Playing this game of reality took on a new meaning when I realized I couldn’t completely share my identity with the people in my life. That reality check opened door #3, and dropped me in the middle of a seesaw that rocked as the scenery and people changed from one life to the other. The old switching of pronouns at the ready. You know, “he” for “she”, my “boyfriend” for my “girlfriend” and such. My straight friends wouldn’t know about my girlfriends and the joys of my life I lead with them. My job wouldn’t know about my “gay” side, because I needed the money and society just wasn’t advanced enough to risk loosing it all.
Sitting at lunch with my friends in school, I would hear how so and so was cute and how much she wanted to be with him. I would look over at the guy and think, “I played flag football with him yesterday and stopped him twice, heh heh.” but, kept my silence. I also thought that the girl sitting next to me was rather groovy and I loved to sit by her. They were in this teenage girl phase of being smitten by muscles and cuteness, I was just into their cuteness. I would never say a word about my true feelings. I knew how to play along. Oh, and the make up and “Aren’t you going to do something to your eyes?”
The first time I was given a clue that I was different came when I played house with a neighbor girl. We both were about 7 years old and we loved to play house and games in the laundry room of the apartment complex. Nothing sexual, of course, just the kissing thing as we played. One day, my friend said, “Mommy and I talked and she said that we can’t kiss any more. That isn’t what girls should do.” I looked at her and thought, “they don’t?” Out loud I said, “OK, let’s play outside.” I acted as though what she said didn’t effect me at all. I thought about it at night and I carried the clue with me for some time. I never crossed the line with her again. But, in one way it changed me, in another it didn’t.
I live in a world that is so focused through a sexual lens that it didn’t really matter what other contributions I have to give. It seemed, for a very long time, that I was the only one that had crushes on girls, older girls and never over the boys. I found myself having crushes on women while my friends had crushes on guys. I resigned myself to enjoying the company of my friends to learn about what girls wanted in relationships. I listened. I counseled. And I supported. You know, the other contributions to relationships? I had a few crushes on them and they never knew it.
I would take a boyfriend, just for show so that my sexual identity was safely hidden from detection. I had heard the jokes and stories about other people like me and I couldn’t bring myself to speak up. In mixed company, I would really be challenged to keep up with the pronouns. I was floored how much everyone just assumed they were in straight company. It was all about being laid and how many times with so and so. And, how many dates and “Oh, don’t you think that guy is a fag?” I would not say one word. I would think, “a fag? do you mean a cigarette? Makes no sense to me. Once I asked a friend what was meant by “fag” and when she told me, I was rooted to the spot with anger on the inside and a smile on the outside. This was the expected behavior.
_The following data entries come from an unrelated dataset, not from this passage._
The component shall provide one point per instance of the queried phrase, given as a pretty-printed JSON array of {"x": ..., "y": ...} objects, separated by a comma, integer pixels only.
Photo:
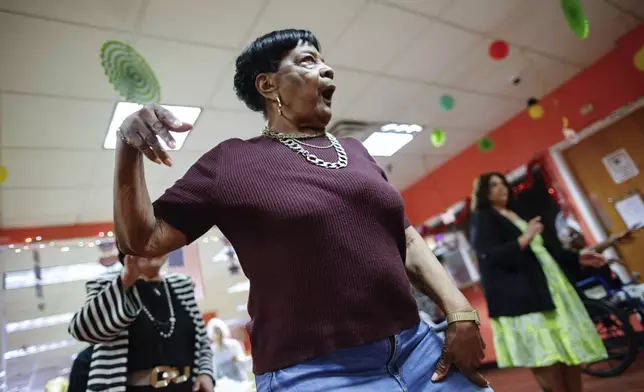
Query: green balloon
[
  {"x": 486, "y": 144},
  {"x": 446, "y": 102},
  {"x": 438, "y": 137},
  {"x": 577, "y": 21}
]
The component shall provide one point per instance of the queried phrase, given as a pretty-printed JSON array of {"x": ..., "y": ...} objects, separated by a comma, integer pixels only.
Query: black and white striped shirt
[{"x": 103, "y": 321}]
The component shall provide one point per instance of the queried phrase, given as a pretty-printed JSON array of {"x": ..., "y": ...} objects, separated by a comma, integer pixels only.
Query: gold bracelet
[
  {"x": 123, "y": 139},
  {"x": 463, "y": 316}
]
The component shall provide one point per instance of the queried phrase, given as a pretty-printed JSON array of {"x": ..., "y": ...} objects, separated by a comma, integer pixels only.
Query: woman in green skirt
[{"x": 538, "y": 320}]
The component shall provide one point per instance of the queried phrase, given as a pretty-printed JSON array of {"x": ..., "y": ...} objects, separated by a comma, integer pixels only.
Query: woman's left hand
[
  {"x": 465, "y": 349},
  {"x": 591, "y": 258},
  {"x": 203, "y": 383}
]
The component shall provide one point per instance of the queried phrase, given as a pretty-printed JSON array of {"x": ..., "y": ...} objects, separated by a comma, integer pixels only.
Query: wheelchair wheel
[{"x": 621, "y": 342}]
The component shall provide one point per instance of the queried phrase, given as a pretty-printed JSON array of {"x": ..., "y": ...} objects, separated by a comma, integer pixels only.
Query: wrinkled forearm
[
  {"x": 134, "y": 220},
  {"x": 428, "y": 275}
]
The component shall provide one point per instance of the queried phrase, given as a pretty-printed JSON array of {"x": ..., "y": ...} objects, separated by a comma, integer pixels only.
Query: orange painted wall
[{"x": 608, "y": 84}]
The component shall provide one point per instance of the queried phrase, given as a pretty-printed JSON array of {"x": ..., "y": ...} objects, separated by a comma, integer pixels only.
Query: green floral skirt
[{"x": 564, "y": 335}]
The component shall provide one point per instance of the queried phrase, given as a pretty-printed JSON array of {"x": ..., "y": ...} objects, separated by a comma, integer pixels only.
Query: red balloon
[{"x": 499, "y": 50}]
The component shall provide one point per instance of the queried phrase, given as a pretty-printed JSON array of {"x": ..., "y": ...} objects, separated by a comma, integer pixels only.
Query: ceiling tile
[
  {"x": 403, "y": 170},
  {"x": 634, "y": 6},
  {"x": 478, "y": 15},
  {"x": 35, "y": 203},
  {"x": 606, "y": 24},
  {"x": 327, "y": 22},
  {"x": 225, "y": 98},
  {"x": 188, "y": 76},
  {"x": 219, "y": 22},
  {"x": 375, "y": 37},
  {"x": 47, "y": 168},
  {"x": 215, "y": 126},
  {"x": 116, "y": 14},
  {"x": 99, "y": 202},
  {"x": 471, "y": 111},
  {"x": 103, "y": 169},
  {"x": 349, "y": 85},
  {"x": 383, "y": 100},
  {"x": 37, "y": 56},
  {"x": 60, "y": 123},
  {"x": 435, "y": 50},
  {"x": 425, "y": 7},
  {"x": 456, "y": 139}
]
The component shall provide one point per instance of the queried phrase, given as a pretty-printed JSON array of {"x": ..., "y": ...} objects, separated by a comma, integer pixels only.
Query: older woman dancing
[{"x": 318, "y": 230}]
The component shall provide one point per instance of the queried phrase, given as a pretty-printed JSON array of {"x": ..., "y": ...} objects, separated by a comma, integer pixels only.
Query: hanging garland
[{"x": 38, "y": 274}]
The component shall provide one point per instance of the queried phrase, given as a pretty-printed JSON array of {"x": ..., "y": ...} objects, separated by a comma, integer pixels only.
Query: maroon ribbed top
[{"x": 323, "y": 249}]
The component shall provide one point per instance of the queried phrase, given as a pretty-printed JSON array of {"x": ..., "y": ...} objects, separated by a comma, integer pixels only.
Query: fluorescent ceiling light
[
  {"x": 39, "y": 349},
  {"x": 187, "y": 114},
  {"x": 57, "y": 274},
  {"x": 385, "y": 144},
  {"x": 239, "y": 287},
  {"x": 39, "y": 322},
  {"x": 390, "y": 139}
]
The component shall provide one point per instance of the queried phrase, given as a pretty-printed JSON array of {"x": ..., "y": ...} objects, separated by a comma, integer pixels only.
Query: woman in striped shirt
[{"x": 146, "y": 329}]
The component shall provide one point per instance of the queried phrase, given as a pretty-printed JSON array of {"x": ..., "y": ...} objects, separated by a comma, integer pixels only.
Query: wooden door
[{"x": 585, "y": 161}]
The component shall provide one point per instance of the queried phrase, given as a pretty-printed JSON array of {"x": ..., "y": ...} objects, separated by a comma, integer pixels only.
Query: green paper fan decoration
[
  {"x": 438, "y": 137},
  {"x": 574, "y": 14},
  {"x": 129, "y": 73},
  {"x": 486, "y": 144}
]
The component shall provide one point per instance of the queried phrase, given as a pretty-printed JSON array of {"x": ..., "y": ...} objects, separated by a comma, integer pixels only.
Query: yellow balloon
[
  {"x": 3, "y": 174},
  {"x": 638, "y": 59},
  {"x": 535, "y": 111}
]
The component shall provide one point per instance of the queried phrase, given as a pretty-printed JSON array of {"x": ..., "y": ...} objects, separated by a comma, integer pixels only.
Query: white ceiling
[{"x": 393, "y": 59}]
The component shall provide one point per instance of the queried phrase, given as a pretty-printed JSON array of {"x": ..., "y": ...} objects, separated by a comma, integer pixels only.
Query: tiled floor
[{"x": 513, "y": 380}]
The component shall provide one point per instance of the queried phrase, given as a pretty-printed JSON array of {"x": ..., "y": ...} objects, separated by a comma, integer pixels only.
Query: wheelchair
[{"x": 612, "y": 310}]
I went to bars that had a wall barrier. Times past there had been stuff thrown into the bar from the outside and injured the ladies. I would perch myself at the end of the bar, drink in hand, and observe the scenery. I wasn’t attracted to the outer beauty as much as the inner beauty. A lady that didn’t know how to converse or dance didn’t have a prayer with me. I am one who loves an inner elegance and grace with a keen mind and open fun communication. Of course I will tell you more in other posts.
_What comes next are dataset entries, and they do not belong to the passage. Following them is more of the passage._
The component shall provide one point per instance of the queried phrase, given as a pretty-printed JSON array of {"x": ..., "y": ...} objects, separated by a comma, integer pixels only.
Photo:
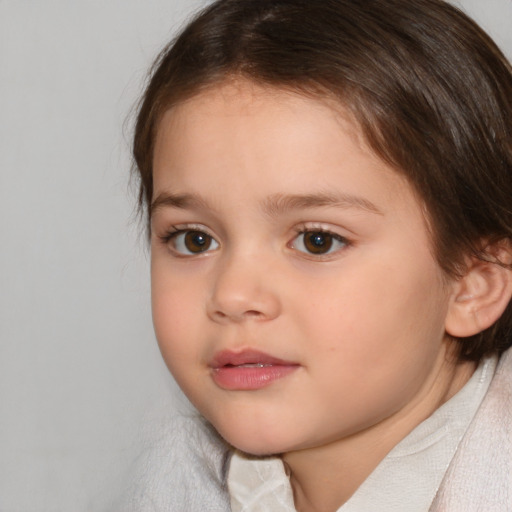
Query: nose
[{"x": 243, "y": 289}]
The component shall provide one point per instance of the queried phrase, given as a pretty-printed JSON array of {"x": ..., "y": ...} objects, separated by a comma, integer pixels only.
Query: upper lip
[{"x": 248, "y": 356}]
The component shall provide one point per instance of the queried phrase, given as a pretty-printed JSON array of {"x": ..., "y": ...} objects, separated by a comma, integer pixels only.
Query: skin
[{"x": 364, "y": 323}]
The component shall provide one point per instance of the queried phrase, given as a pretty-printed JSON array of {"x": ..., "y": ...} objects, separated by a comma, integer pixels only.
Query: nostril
[{"x": 252, "y": 312}]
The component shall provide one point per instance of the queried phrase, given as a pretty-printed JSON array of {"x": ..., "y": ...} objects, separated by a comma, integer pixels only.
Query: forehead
[{"x": 240, "y": 138}]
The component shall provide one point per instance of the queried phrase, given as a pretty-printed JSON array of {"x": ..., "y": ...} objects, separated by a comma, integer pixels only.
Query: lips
[{"x": 248, "y": 370}]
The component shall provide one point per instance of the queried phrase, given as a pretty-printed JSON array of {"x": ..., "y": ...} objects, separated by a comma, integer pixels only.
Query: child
[{"x": 328, "y": 187}]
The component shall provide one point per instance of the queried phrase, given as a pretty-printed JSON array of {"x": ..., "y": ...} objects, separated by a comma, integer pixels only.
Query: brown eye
[
  {"x": 196, "y": 241},
  {"x": 318, "y": 242},
  {"x": 191, "y": 242}
]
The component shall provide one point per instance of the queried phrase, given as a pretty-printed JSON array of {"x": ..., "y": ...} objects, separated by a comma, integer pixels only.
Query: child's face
[{"x": 297, "y": 301}]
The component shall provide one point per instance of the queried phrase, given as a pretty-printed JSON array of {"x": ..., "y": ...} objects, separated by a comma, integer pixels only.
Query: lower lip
[{"x": 249, "y": 378}]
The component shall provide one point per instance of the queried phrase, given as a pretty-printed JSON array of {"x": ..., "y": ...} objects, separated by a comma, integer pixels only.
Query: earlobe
[{"x": 480, "y": 296}]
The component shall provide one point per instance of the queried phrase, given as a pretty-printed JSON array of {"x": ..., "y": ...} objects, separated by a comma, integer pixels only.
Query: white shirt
[{"x": 406, "y": 480}]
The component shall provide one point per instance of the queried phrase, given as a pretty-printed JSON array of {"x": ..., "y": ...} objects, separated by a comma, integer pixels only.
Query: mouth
[{"x": 248, "y": 370}]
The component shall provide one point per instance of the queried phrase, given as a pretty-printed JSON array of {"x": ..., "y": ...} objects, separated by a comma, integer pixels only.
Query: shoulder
[
  {"x": 181, "y": 468},
  {"x": 480, "y": 475}
]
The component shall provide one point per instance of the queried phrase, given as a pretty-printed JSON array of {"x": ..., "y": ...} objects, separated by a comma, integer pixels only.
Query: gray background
[{"x": 79, "y": 367}]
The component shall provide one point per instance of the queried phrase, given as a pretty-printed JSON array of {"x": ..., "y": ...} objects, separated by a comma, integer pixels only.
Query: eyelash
[
  {"x": 333, "y": 238},
  {"x": 175, "y": 232},
  {"x": 313, "y": 230}
]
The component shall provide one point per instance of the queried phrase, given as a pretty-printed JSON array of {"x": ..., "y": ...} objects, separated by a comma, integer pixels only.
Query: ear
[{"x": 480, "y": 297}]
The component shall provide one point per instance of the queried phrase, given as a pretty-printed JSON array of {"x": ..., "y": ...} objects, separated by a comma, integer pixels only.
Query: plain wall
[{"x": 78, "y": 362}]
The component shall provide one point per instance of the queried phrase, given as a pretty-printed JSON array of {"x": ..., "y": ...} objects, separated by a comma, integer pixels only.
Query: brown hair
[{"x": 430, "y": 90}]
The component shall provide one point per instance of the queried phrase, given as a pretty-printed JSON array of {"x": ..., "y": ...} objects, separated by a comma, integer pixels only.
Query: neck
[{"x": 324, "y": 477}]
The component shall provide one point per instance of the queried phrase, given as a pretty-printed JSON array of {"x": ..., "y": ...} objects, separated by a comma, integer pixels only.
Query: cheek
[{"x": 175, "y": 317}]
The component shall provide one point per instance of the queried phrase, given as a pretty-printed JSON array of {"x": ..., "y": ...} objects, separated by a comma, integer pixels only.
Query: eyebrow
[
  {"x": 280, "y": 203},
  {"x": 274, "y": 205},
  {"x": 181, "y": 201}
]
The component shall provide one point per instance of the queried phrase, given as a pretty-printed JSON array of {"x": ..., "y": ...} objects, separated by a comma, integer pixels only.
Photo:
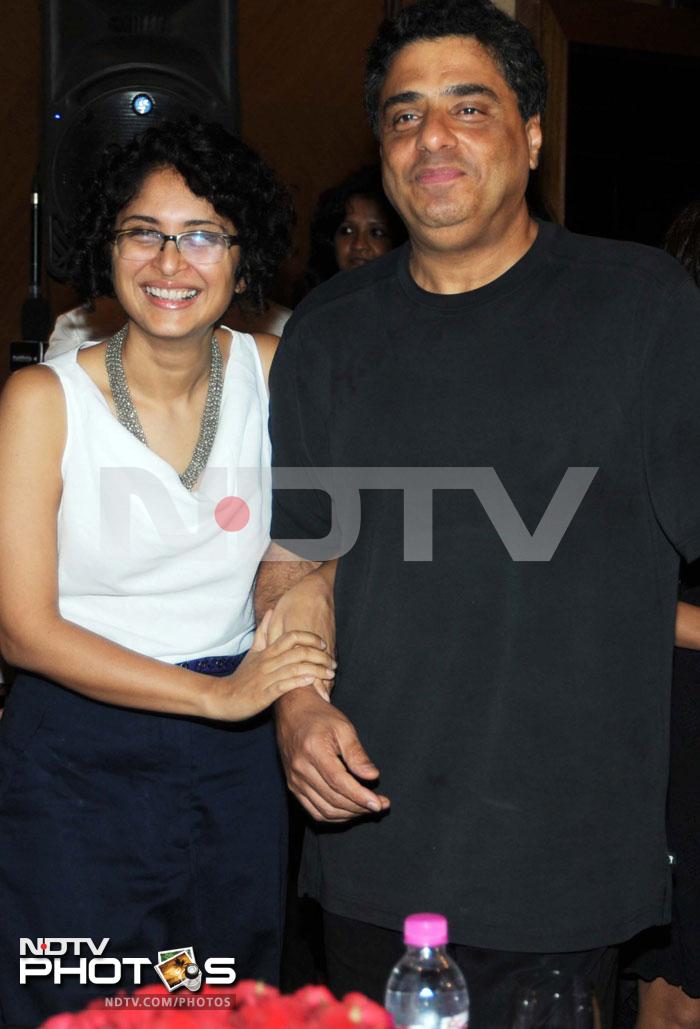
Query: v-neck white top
[{"x": 143, "y": 561}]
The last part of my work life brought a new saying to my ears. The person laughing said, “That’s so gay.” I stopped. I looked at her and asked, “what does that mean?” I had taken a step forward and now opened my mouth and asked right in the moment. I didn’t think they said things like this anymore. Apparently, I was wrong. Anyone laughing? Just because I don’t match you in relationship choices doesn’t mean its right to slur another being. We can be better than this.
I just read this line from “Aegis Rising” by S.S. Segran and it so true for me and my rainbow-feathered phoenix tribe. “The battle between the bearers of light and the forces of darkness is intensifying, and your role will always be to raise the torch and diffuse this light…and remember, it is essential that you always, always do the right thing as prompted by your spirit–though doing the right thing may not always be the easiest.” -Elder Nageau- I take this to heart, as I know it to be the truth of my life.
I have learned that to live in balance is to speak the truth of your spirit in the now and do the right thing. Speak up to the bullies and to the naive to open the door to understanding. I have also learned to not let my silence speak for me. I have been disowned by my adopted father; but, I forgive him too. I don’t want to carry that darkness anymore.
From the ashes I rise once more, reborn.